PostRank measures the attention, not the value
Though the algorithm of PostRank is not disclosed as the mysterious PageRank, from the promotion voucher and personal observation, the PostRank is determined by the comments, reference and social bookmarking. In another word, a provocative flaming post may invite more attention, and achieves a higher PostRank then a plain HOWTO, though the latter is more valuable imho.

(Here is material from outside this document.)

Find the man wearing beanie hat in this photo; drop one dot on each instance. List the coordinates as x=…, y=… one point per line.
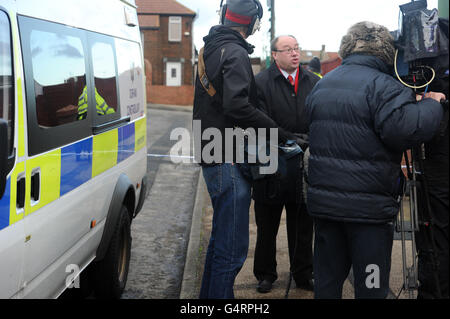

PostRank reflects the group wisdom, not the personal choice
I once read digg’s program channel, then moved on to programming@reddit because the latter is more programmer-oriented and just meets my flavor. Once the community grows big, the voice from the majority dwarf the “long tail” which the minority audience care most. The same dilemma also applies to the PostRank.

PostRank is too humble
There is no evidence, still my wild guess; the PostRank is feed-based, not internet-wise as PageRank. This assumption is quite reasonable: the global PostRank is too expensive for a startup company; the global PostRank is too provocative to the bloggers, how come the post in Gizmodo ends up lower than the alternative Engadget? The humbleness renders the sorting across feeds less useful.

The next step towards perfection
To address the above issues, the PostRank needs to be personalized. Let the user to define what is Good, Great, Best based on his/her historic behavior; check the influence from the public using the popularity contest score; discover the similar minority for sharing and referring.

A hybrid Bayesian classifier case + Web 2.0 community.